Now, in some ways, I have to admit that this particular aspect of my parenting might leave others angry or questioning. Even from members of my own faith, I have experienced a small and subtle backlash in choosing not to push my personal beliefs upon my child. Still, I am fortunate that her mother shares similar views.

So we choose to focus instead on things that we both agree are important. Instead of teaching about Jesus or God (or Buddha, Mohammed, etc.) we talked about sustainability, responsibility, compassion, conservation, philanthropy and other core values we mutually consider important. These are principles that are demonstrable and have proven results.

4. Agree on Important Principles

We are also pretty solidly agreed on our lessons concerning work, school, play, friends, and a host of other subjects, so in the grand scheme of “what our kid needs to know”, religion really is pretty low on the totem. We feel that we can talk about religion when she brings it up.

I believe the only truly morally responsible act to take as separate parents is for both to strive to keep the welfare of the child or children the most significant part of any communication. Strive to create harmonious outcomes (or at least ones that are fair compromises) concerning consequences and rules. Documenting what you have agreed on in a parenting plan is also a good idea.

Whenever possible, you should agree on basic principles and expectations and be consistent in both homes.

  • If a behavior is not allowed at one house, for example, it shouldn’t be tolerated at the other.
  • If a punishment is meted out by one parent, it should be upheld by the other.
  • Curfews should be consistent, as well as what “grounding” means in your home.
  • Don’t try and out-do one another on things like allowance and tooth fairy visits – take turns or divvy them up, but always keep them equal.
  • Compromise on things like healthy eating and the amount of sugar intake, have zero sugar at one house and a veritable treasure trove of gummy bears at the other won’t help anyone.

5. Recognize that Your Child has More Information than You

Your child might seem innocent and you are confident they have been brought up well. But the urge to play one parent off the other, especially when the parents hate each other and can barely communicate with one another, is just to delicious and irresistible to a child who wants something really, really bad.

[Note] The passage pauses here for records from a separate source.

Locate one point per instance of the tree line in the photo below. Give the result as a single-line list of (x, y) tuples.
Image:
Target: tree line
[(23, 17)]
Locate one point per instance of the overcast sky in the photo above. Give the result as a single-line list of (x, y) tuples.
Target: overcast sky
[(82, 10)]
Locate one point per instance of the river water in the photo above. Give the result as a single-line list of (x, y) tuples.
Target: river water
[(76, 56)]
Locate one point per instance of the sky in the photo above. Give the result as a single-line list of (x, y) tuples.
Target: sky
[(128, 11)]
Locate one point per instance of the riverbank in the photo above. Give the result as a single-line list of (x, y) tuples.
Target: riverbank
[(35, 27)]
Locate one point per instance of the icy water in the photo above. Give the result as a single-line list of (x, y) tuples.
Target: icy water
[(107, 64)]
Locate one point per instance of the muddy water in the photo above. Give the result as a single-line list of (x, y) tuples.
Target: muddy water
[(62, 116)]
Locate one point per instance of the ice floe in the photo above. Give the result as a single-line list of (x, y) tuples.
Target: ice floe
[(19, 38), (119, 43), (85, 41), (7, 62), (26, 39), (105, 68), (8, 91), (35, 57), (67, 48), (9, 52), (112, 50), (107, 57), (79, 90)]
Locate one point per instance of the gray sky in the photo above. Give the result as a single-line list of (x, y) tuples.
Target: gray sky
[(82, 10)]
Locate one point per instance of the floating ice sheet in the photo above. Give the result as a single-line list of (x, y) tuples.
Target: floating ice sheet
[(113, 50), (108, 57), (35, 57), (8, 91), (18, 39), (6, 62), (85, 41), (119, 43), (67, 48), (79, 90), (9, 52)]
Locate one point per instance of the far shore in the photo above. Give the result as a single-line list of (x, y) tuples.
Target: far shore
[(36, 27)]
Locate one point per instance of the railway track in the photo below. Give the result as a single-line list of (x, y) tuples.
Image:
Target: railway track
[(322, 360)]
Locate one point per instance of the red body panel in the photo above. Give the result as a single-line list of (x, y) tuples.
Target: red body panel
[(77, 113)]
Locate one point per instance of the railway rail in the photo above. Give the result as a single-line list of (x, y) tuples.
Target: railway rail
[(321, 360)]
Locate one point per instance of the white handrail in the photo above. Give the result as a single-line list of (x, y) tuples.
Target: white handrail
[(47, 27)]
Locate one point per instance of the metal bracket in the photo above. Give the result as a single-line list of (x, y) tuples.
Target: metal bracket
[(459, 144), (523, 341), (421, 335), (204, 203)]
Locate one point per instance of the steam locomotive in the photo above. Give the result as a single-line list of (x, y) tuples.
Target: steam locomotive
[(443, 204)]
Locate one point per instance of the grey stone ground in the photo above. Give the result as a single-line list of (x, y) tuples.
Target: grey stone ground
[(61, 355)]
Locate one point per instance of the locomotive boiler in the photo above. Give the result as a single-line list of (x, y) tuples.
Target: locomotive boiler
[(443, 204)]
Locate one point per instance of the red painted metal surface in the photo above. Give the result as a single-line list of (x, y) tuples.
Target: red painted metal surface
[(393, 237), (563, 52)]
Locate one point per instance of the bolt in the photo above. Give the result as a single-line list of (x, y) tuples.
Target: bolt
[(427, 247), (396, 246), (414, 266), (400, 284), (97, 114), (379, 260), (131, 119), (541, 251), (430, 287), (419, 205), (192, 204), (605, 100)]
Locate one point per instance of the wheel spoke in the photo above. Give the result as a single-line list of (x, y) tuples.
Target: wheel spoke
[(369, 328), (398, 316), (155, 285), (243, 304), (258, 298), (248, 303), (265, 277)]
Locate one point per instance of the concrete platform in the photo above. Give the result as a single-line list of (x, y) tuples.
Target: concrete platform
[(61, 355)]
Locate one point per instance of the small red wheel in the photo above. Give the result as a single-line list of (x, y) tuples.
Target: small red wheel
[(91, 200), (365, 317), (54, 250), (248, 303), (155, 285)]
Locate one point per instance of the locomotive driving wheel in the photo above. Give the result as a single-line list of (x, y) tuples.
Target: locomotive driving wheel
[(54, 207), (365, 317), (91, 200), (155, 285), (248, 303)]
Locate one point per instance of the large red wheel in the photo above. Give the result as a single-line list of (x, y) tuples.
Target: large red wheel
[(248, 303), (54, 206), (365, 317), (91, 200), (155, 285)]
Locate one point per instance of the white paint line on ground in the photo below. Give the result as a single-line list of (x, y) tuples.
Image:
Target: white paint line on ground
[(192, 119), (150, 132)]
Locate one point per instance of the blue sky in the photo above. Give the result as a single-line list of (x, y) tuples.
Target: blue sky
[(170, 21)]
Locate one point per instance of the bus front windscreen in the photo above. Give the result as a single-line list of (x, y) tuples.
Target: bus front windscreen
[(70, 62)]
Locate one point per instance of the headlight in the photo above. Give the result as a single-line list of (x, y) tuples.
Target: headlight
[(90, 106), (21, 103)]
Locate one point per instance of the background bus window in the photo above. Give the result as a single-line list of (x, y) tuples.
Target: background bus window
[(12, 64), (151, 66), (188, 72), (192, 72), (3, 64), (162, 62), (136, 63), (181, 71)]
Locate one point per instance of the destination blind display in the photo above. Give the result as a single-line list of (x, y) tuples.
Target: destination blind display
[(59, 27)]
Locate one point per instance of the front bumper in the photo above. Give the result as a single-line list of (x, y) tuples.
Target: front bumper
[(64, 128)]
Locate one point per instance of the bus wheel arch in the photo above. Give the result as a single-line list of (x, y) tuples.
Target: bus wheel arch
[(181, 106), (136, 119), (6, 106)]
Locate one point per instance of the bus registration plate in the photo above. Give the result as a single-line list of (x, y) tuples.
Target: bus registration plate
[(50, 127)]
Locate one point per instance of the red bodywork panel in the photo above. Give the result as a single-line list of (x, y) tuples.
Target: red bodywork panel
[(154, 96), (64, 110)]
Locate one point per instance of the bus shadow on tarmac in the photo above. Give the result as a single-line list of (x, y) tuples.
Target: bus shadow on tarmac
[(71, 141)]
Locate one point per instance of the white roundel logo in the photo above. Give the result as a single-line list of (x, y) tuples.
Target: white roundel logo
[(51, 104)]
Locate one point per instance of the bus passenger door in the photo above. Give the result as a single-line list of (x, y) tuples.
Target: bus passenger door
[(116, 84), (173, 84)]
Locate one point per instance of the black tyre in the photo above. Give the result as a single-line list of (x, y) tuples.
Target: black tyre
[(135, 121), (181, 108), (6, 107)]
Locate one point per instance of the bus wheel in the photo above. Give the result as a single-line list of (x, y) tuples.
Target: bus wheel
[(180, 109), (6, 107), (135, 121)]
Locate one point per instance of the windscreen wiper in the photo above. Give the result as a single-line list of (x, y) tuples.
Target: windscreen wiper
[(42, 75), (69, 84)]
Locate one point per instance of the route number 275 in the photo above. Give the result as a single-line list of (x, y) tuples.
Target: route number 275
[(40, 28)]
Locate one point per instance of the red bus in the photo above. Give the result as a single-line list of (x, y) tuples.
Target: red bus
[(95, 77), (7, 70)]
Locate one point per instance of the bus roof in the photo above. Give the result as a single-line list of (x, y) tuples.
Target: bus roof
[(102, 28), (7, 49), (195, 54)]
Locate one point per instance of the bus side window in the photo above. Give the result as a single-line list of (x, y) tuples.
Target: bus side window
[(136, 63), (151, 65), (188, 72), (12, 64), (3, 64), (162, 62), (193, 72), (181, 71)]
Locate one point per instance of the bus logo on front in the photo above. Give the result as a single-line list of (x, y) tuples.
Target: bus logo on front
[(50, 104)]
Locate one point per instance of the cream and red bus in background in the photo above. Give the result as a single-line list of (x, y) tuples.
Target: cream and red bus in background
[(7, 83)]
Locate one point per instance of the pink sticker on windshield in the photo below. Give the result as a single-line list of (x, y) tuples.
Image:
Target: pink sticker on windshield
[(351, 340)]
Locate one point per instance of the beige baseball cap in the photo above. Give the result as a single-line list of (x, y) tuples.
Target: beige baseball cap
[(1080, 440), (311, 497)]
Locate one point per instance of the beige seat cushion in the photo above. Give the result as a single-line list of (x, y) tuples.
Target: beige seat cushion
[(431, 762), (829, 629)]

Manipulation becomes easy and, before you know it, they will master the art of lying and managing affairs to get their own way. Don’t ever underestimate how smart they are. And don’t make the mistake of thinking they aren’t listening and seeing what is going on when you least expect it.

6. Bring New Partners on Board with the Strategy

Tip 6 is to make sure your new partners respect your wishes with your ex, and are on board with your plans in being consistent. It isn’t a competition.

If you aren’t in agreement with your ex, and your new partner supports you in that decision, you can escalate very quickly to a situation that is not manageable. Cooperating with your ex is essential to avoid being in a constant state of anger and frustration, or heading back down the very expensive road of court costs.

You don’t have to like your ex, but you have to work together where the kids are concerned. After all, you made them together, right? Well, now you have the responsibility of raising your kids together… and that means getting on the same page when it comes to parenting, even if in no other aspect of your relationship. You owe it to your kids.